Siendo la acción fundamental para el recorrido del film, Gavras no dudó en insertar pequeñas gotas de historia política (como esos elementos de recuerdo a la Guerra Civil española, o esas conversaciones entre los colaboracionistas anticomunistas con los maquis Gaullistas que bien reflejan los conflictos que tuvieron lugar en la Francia de la primera mitad del siglo XX) y también esos dilemas morales, tan del gusto del realizador franco-griego, que ofrecerán una perfecta pasarela para plantear dudas sobre los límites del bien y del mal, sobre lo justo y lo injusto, sobre los vicios y perversiones que también están presentes en esos héroes que deberían ser simpáticos para el espectador, sobre si merece la pena tomar partido y poner tu vida en peligro o dejar que las cosas sigan su cauce dado que el ser humano es irreformable y siempre caerá en los mismos vicios y corrupciones…

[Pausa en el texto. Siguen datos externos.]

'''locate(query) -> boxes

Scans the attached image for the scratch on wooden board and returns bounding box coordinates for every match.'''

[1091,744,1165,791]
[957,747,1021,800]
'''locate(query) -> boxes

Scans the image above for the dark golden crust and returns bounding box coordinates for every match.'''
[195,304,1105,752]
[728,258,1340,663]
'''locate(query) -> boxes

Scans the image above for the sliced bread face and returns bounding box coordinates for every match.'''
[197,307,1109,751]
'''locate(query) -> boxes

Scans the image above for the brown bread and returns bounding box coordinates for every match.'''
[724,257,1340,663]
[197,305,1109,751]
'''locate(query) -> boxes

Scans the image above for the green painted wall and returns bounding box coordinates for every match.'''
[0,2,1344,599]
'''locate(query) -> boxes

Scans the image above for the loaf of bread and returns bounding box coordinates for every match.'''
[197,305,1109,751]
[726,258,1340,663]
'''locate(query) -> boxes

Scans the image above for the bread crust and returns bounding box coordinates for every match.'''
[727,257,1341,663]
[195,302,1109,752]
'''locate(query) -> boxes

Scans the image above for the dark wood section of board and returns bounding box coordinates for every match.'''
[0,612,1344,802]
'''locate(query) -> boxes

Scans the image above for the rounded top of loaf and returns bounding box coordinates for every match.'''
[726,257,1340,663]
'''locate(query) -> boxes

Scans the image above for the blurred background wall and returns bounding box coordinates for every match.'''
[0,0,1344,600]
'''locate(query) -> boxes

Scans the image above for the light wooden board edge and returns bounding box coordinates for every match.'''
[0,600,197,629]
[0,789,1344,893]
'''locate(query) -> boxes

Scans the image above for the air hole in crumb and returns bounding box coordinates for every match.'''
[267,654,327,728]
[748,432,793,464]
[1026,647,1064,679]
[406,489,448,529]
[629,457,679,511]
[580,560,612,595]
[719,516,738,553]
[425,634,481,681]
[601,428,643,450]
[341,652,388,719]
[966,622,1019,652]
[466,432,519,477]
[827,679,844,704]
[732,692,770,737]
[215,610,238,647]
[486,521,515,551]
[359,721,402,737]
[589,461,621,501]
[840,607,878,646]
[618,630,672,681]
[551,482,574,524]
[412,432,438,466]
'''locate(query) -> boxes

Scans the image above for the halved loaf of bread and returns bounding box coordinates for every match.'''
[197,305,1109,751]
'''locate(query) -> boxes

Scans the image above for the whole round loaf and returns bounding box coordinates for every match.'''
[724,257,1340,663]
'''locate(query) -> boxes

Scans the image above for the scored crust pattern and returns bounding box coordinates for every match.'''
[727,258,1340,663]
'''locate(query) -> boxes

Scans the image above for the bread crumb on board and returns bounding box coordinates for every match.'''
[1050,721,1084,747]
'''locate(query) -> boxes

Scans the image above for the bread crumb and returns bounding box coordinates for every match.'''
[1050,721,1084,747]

La cinta culmina con una secuencia absolutamente espectacular, la de la voladura del pasaje por parte de los maquis protagonistas reforzada en paralelo con una escena en un puente metálico de gran altura donde se va a ahorcar a tres resistentes —incluido ese supuesto infiltrado nazi— por una patrulla alemana. El resultado final será inolvidable y de antología gracias a un Michel Piccoli que se la jugó literalmente para dejar en la memoria uno de esos finales que impactan y quedan gravados indelebles en la mente del espectador.

A destacar el increíble reparto, plagado de caras conocidas del cine francés de la época, que da el do de pecho, resultando un divertido y creíble Doce del patíbulo (dio la casualidad de que Sobra un hombre compartió año de producción con la cinta de Robert Aldrich) con la presencia de los ya comentados Bruno Cremer y Michel Piccoli a los que se unieron una cara indispensable de la Nouvelle Vague como fue Jean-Claude Brialy, un Jacques Perrin muy presente en las primeras pelis de Gavras, el siempre interesante Gérard Blain, un Claude Brasseur que ayuda a salpicar de un tono picante y picarón algunas de las secuencias más divertidas y desenfadadas del film y un Charles Vanel en un papel ideal para escupir ese cinismo que tan bien le sienta a esta obra maestra del cine bélico de los sesenta.

Sin duda nos hallamos ante un Costa-Gavras de altura, quizás una de sus cimas que de forma insólita no cuenta con la popularidad de otras grandes obras de este magnífico cineasta, y una película que se contempla con gran interés en estos extraños días donde los dilemas morales han sido desplazados por otras formas de gobernar la sociedad que han dejado de lado la reflexión y la autocrítica. Algo que puede desembocar otra vez en los males que tuvieron lugar hace casi un siglo. Si a esta vertiente filosófica le aunamos el hecho de que nos encontramos con una película muy entretenida, repleta de acción hiperrealista, con las suficientes gotas de suspense para inquietar al público y obligarle a no despegarse de la pantalla y que las interpretaciones son de primerísimo nivel, pues todo ello convierte a Sobra un hombre en una película indispensable y una de las mejores cintas bélicas de los años sesenta.